Fervent Freyja said:
They have been around for a while now.
http://nucla.physics.ucla.edu/sites/default/files/kmahn_ucla_accnu_v1.pdf
While these are indeed beams of neutrinos (though with huge size and ##\Delta E## compared to beams of charged particles), they aren't well-defined, narrow,
accelerated beams, which is what the OP was asking. These are beams that are produced by reactions of accelerated charged particles. Once you produce neutrinos via pion decay, the energy you have is the energy you get. You can't manipulate them.
The story is similar in neutron beams.
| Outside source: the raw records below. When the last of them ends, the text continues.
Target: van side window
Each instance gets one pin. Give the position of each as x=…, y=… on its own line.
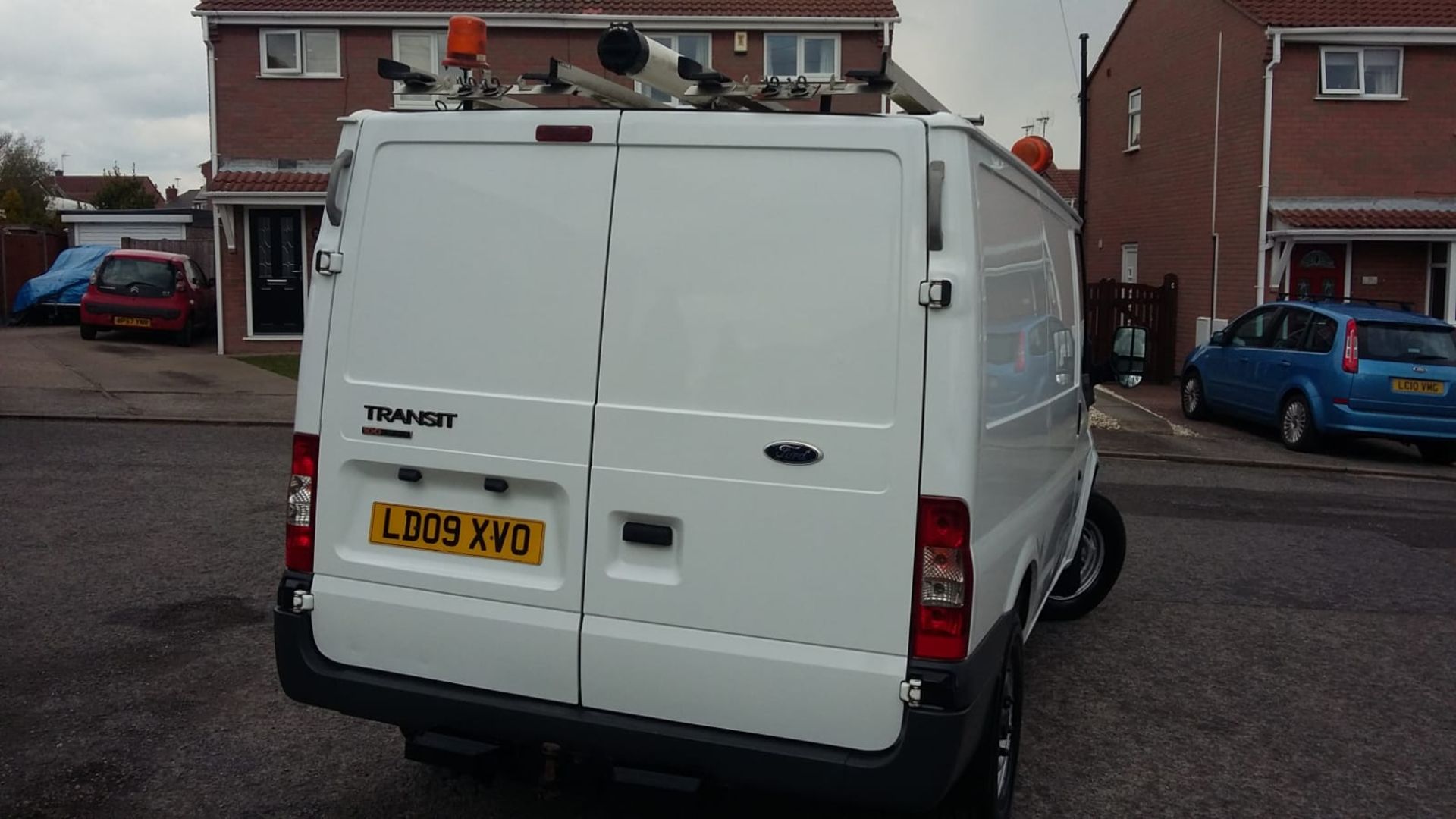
x=1321, y=334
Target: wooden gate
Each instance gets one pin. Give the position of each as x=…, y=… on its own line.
x=199, y=249
x=1112, y=303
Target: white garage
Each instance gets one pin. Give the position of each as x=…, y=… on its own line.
x=108, y=226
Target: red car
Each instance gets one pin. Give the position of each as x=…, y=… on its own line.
x=149, y=290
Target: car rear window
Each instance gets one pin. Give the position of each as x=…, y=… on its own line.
x=124, y=273
x=1407, y=343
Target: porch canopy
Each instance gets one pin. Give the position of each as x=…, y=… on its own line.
x=1356, y=221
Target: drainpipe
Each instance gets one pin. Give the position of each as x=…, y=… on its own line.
x=1264, y=181
x=218, y=232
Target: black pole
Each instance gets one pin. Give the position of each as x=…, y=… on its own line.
x=1082, y=102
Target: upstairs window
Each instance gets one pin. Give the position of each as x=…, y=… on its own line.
x=696, y=47
x=808, y=55
x=299, y=53
x=1362, y=72
x=421, y=50
x=1134, y=120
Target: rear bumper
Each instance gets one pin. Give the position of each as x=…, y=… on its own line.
x=162, y=316
x=935, y=742
x=1341, y=419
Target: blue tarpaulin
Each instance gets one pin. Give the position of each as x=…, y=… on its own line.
x=64, y=281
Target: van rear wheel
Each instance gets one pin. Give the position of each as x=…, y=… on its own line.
x=1097, y=566
x=986, y=787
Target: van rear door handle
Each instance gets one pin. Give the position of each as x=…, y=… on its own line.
x=647, y=534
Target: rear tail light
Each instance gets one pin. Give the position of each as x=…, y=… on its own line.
x=943, y=580
x=303, y=487
x=1351, y=360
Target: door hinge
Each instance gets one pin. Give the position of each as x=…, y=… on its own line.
x=328, y=262
x=935, y=293
x=910, y=692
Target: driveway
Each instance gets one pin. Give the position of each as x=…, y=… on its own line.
x=50, y=372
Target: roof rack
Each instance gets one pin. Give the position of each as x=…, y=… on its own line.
x=626, y=52
x=1315, y=299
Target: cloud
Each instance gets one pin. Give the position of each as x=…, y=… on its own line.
x=105, y=80
x=126, y=80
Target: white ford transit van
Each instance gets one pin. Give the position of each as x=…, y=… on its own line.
x=728, y=447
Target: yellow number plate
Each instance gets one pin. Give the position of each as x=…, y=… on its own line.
x=457, y=532
x=1419, y=387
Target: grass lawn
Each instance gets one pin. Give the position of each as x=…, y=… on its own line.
x=284, y=365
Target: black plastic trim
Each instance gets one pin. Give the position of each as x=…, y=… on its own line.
x=935, y=744
x=647, y=534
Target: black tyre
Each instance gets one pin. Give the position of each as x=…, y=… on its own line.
x=1196, y=406
x=184, y=337
x=1296, y=425
x=1442, y=452
x=986, y=787
x=1097, y=566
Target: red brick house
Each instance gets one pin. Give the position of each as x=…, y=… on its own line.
x=283, y=72
x=1257, y=148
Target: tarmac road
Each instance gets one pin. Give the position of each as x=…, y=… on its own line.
x=1280, y=645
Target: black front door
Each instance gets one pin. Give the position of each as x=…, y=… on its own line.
x=275, y=249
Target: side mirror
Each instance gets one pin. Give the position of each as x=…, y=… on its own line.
x=1065, y=356
x=1128, y=354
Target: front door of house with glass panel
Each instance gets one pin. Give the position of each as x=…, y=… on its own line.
x=1318, y=271
x=275, y=271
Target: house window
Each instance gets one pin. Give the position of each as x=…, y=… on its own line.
x=1134, y=120
x=1128, y=264
x=421, y=50
x=808, y=55
x=696, y=47
x=1440, y=280
x=1360, y=72
x=299, y=53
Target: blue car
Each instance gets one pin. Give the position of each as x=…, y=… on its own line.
x=1331, y=369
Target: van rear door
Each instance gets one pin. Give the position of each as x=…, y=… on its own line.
x=459, y=387
x=762, y=300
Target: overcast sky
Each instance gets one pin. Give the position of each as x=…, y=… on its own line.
x=126, y=80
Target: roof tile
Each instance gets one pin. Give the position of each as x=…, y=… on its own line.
x=1367, y=219
x=1318, y=14
x=873, y=9
x=267, y=183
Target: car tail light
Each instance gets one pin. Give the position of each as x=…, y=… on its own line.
x=303, y=487
x=1351, y=362
x=943, y=580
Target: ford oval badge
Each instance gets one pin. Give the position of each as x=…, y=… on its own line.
x=794, y=452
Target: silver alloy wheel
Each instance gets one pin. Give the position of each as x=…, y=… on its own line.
x=1091, y=553
x=1296, y=422
x=1191, y=395
x=1005, y=730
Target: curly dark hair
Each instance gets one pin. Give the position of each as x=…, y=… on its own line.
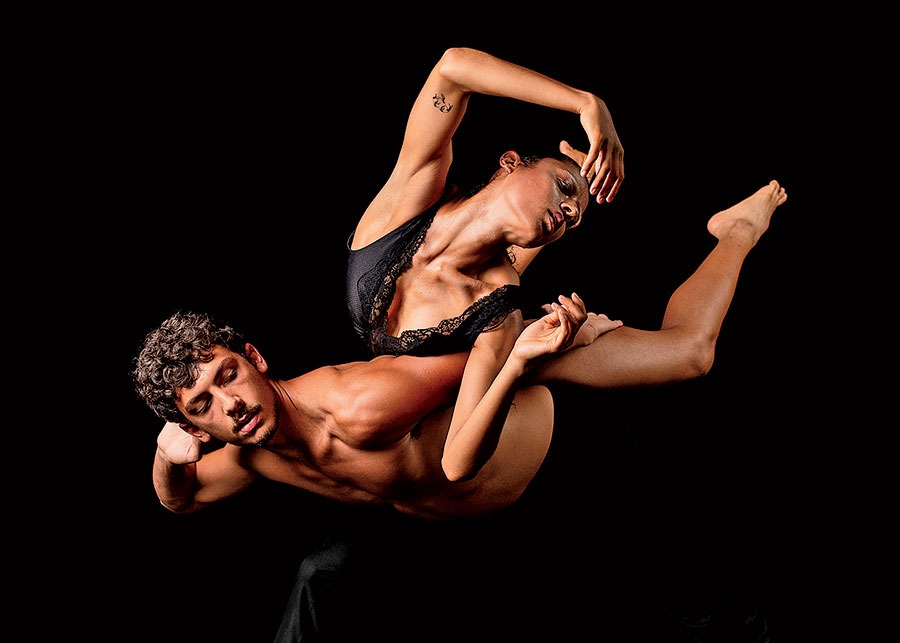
x=170, y=355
Given, say, a thermal flux of neutrons from a reactor, you can use collimators and monochromators to restrict the size and energy of the neutrons by essentially filtering out unwanted energies, but you cannot accelerate them. You can also produce high energy neutrons in nuclear reactions, but like the neutrino case, it's the reaction and velocity of the accelerated charged particles that determines the velocity of the neutrons.
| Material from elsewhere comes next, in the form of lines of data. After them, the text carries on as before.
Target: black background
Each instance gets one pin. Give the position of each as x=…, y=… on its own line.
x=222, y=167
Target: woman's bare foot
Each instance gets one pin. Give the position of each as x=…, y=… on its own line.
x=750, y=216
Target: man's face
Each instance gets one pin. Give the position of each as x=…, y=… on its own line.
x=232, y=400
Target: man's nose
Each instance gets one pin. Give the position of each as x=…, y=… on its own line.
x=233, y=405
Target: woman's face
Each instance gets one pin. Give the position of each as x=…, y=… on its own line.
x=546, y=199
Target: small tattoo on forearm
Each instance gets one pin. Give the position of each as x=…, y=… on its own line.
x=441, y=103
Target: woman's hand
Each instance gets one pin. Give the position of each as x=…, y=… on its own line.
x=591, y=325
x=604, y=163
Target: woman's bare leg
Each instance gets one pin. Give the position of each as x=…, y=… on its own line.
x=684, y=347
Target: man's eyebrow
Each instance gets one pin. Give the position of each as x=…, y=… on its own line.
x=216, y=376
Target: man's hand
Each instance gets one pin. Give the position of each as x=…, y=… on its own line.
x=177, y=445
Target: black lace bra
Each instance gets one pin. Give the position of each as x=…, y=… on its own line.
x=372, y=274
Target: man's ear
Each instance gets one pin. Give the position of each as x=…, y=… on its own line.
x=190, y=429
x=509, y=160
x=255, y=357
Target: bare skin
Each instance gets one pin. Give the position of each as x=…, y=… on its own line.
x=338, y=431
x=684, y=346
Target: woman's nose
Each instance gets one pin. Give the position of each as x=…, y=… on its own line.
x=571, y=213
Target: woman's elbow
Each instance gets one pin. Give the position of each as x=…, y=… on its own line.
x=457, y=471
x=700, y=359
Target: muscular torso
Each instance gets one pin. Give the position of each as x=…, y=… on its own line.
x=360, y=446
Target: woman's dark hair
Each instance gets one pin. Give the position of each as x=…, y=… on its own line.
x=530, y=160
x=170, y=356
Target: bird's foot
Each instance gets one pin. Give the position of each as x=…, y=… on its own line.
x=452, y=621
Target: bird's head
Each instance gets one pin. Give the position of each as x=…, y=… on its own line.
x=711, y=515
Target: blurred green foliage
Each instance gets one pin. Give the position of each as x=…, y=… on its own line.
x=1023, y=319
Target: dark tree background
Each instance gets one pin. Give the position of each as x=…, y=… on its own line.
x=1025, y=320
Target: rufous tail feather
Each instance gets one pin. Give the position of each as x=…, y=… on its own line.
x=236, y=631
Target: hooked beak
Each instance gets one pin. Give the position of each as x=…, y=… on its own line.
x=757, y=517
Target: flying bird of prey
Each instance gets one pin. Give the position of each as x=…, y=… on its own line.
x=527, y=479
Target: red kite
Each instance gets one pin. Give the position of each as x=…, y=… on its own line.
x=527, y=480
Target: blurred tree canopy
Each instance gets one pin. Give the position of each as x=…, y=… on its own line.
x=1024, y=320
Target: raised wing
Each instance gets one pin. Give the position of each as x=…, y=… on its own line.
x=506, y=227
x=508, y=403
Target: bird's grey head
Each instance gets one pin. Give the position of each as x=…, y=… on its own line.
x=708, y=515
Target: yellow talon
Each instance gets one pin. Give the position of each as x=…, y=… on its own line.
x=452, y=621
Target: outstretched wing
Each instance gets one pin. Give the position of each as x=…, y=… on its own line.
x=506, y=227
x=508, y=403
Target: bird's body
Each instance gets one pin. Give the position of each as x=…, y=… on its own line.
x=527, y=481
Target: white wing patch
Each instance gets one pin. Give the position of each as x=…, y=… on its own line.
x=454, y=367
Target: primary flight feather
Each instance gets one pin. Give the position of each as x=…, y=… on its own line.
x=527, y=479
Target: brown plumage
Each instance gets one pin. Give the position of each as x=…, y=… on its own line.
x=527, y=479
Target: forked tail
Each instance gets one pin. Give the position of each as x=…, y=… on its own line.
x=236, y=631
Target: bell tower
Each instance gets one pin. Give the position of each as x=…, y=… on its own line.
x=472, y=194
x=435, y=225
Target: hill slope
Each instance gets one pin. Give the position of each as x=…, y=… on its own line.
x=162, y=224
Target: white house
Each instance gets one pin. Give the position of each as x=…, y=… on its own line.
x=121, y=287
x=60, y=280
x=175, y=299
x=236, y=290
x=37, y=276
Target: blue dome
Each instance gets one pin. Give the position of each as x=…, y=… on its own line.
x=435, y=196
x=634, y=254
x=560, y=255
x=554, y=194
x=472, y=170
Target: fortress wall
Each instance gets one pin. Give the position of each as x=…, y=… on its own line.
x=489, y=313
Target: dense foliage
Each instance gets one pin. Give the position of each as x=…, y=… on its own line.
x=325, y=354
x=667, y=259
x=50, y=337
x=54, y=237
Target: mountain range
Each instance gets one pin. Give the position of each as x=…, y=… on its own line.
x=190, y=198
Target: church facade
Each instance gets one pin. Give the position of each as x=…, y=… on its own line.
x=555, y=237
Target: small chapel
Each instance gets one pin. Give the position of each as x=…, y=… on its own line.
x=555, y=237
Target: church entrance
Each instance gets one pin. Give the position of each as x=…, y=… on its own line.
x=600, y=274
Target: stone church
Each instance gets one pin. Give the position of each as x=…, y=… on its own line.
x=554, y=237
Of course, neutrons have a magnetic moment, so you can manipulate them through their magnetic moment. But in most cases this effect is negligible. The exception is ultracold neutrons, which are very very slow, so the effect is non-negligable. They are slow enough (neV) that you can trap them. This trapping process involves de-accelerating the neutrons. Naturally, the same method can also be used to accelerate them, but only to a small extent (until they were no longer ultracold). The limiting factor is magnet strength.